Carlos
Castaneda
Artigo sobre Don Juan e Castaneda publicado
em livro de 1978. Autor: Luiz Carlos Maciel. Livro: A morte Organizada. Global
Editora e Distribuidora Ltda.
O presente artigo, embora limitado pela data em que foi publicado, é um
interessante relato da repercussão da obra de Castaneda por um dos maiores
estudiosos brasileiros da contra-cultura. Resolvi colocá-lo aqui nessa página
com o intuito de fornecer um material não recente sobre nosso autor. O objetivo
é comparar a terceira parte da obra, a da recapitulação (Presente da Águia
em diante) com os primeiros quatro livros
DON JUAN
Em 1968, um jovem antropólogo,
formado pela Universidade da Califórnia, chamado Carlos Castaneda,
publicou um livro, Os Ensinamentos de Don Juan, Um Caminho Iaqui para
o Conhecimento, em que narrava o seu aprendizado com um feiticeiro,
índio de Sonora, México, na fronteira com os Estados Unidos.
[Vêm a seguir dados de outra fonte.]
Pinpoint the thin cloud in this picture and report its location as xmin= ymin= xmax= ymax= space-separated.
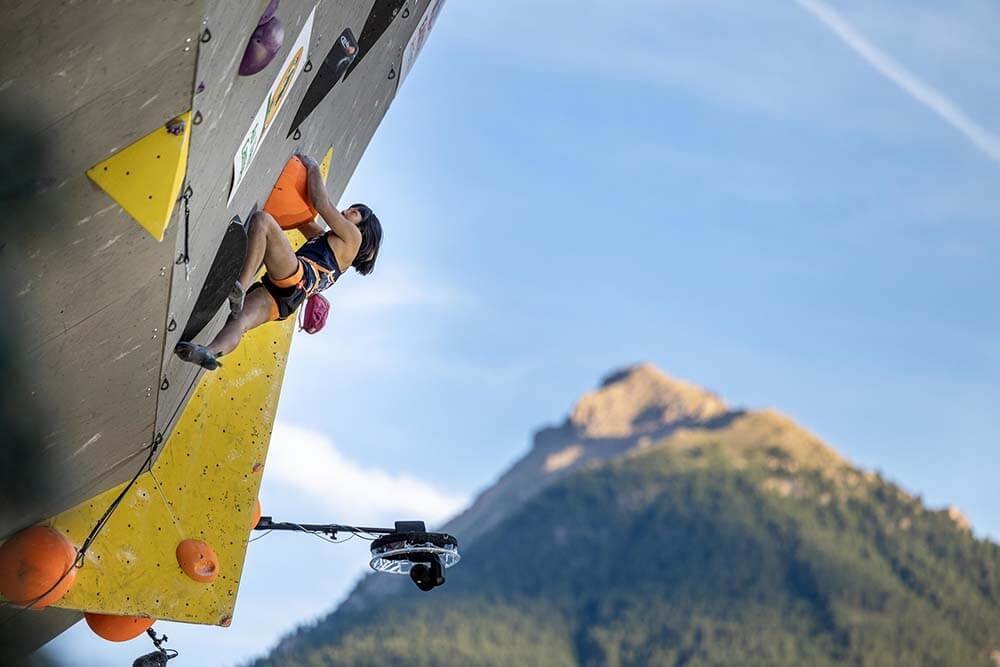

Castaneda encontrara Don Juan - era este o nome do bruxo, da tribo dos
Iaquis - quando fazia uma pesquisa de campo para uma tese de doutoramento
sobre o uso de ervas em culturas primitivas. Don Juan era um yerbero,
índio dedicado ao conhecimento das propriedades das plantas,
e depois de um ano de amizade com o antropólogo, revelou que também
era um brujo que utilizava o peiote, o cogumelo mágico
mexicano e a figueira -do -inferno (Datura stramonium), todas elas
plantas alucinógenas, como vias de acesso para o conhecimento e
poderes mágicos.
Os Ensinamentos fizeram grande
sucesso entre os jovens da contracultura americana, embora fossem olhados
com desconfiança nos círculos acadêmicos. Além
de Castaneda, não se tem notícia que qualquer
outra pessoa da cultura branca tivesse entrado em contato com Don Juan.
Castaneda, porém, publicou mais dois livros: Uma Realidade Separada,
em 1971 e Viagem a Ixtlan, em 1972 que revelavam, de maneira mais
ampla e profunda, a sabedoria do velho índio.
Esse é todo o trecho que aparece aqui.